As a parent and an educator, I do not support this amendment. 

I have never censored my 10-yr old daughter's reading, and do not plan to. I trust her teachers to encourage critical thinking and to apply the lessons her parents have taught her to help her evaluate and think about the materials from school.

As a teacher, I find the micro-management of my job becoming more cumbersome every year. I believe my job as an educator is to teach my students HOW, not what, to think, and I actively promote different sides of the issues that come up in my class. Since I teach English, there are many potential viewpoints on the various works we read. If this amendment passed, I would be very worried about who got to decide what was controversial or objectionable. I have many years of education and continuing training to ensure that I am qualified in my position, and I would appreciate being trusted to do the job that I was hired to do. 

I keep open lines of communication with the parents of my students, and have had some fruitful discussion of ideas and texts with many of them. None have ever said their child should not read a particular work. Our school board and administrators also encourage and promote parent involvement at every level in our school system.

I make very clear in the materials I send to parents what texts we are reading. While we have had spirited debates in the classroom, I know that I am doing my job in making the diverse viewpoints of my students welcome, and opening their eyes to issues that they may not encounter directly in our small, rural county.

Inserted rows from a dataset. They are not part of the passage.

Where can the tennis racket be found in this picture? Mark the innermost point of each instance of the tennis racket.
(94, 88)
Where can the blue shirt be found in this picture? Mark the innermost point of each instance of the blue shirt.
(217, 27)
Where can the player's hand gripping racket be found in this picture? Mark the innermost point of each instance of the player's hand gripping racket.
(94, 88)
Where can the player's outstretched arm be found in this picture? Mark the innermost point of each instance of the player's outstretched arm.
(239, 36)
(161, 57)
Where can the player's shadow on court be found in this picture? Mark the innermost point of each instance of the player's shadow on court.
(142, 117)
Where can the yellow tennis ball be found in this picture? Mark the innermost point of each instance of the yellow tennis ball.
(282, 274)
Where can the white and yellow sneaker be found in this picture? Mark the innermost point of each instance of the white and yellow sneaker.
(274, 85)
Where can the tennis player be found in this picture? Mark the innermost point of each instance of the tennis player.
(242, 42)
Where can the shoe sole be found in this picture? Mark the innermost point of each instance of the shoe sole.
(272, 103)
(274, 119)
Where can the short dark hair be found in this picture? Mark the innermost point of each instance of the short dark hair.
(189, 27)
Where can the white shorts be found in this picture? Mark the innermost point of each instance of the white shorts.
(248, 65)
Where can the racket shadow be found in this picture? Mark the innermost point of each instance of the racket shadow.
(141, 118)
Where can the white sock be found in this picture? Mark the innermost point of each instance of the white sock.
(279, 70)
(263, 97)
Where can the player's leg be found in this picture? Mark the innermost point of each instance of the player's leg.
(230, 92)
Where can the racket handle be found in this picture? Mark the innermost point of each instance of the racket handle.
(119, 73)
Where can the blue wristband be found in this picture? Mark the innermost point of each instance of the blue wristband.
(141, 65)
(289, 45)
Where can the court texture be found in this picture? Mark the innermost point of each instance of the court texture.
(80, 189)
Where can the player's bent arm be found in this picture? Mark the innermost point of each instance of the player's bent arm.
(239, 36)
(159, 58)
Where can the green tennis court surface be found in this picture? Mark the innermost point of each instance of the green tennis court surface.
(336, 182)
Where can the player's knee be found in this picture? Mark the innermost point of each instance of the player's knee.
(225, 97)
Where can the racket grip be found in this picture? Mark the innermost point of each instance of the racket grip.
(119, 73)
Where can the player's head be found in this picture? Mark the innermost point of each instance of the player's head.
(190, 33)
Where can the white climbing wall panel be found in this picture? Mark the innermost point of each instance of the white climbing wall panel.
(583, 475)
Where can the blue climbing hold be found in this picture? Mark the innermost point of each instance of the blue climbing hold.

Education should broaden the mind, and literature, in particular, should introduce people to those who are not like them and who may think or be very different. This amendment would further narrow the scope of the education we are offering our children, and limit their world to the SOL (which is beginning to experience a backlash in the legislature) and non-offensive (whatever that means) material which will not prepare them for the global and economic challenges ahead.